Process control reveals that any system dominated by positive feedbacks will saturate. With respect to AGW, it means we either have runaway warming or a constant ice age. Geology tells us it is probable we have see two “Ice Ball” Earth’s – on ~2.4 billion years ago, the other ~600 million years ago. But Earth recovered both times due to plate tectonics and volcanic activities (ash as primary driver instead of CO2 concentration changes).
Geology also tells us the Earth has been as much as ~9C warmer in the past 400 million years. Yet, humanity as developed and flourished over the last 2 million years when Earth’s mean temperature has been -2/+4C from today climate. It is quite obvious Earth’s climate is not dominated by positive feedbacks. That’s the primary why the AGW sponsored models are constantly exerating the changes over the past 20 years.
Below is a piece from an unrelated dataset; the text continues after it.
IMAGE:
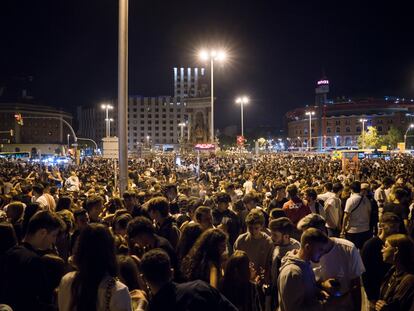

It’s not rocket science, just science and common sense.
So blooming obvious that you wonder how people calling themselves scientists deny it. Follow the money rather than the science and observations.
Looks like some members of Congress (R) thinks along the same lines – the science is uncertain and needs further investigation before more money is doled out:
http://www.cnsnews.com/news/article/patrick-goodenough/house-committee-drops-funding-state-department-climate-change
I hope they “stand firm” on this. I am also awaiting Inhofe’s move (Senate hearings) on the “homogenizers” in NOAA/GIS. He should get some results out before Paris in December.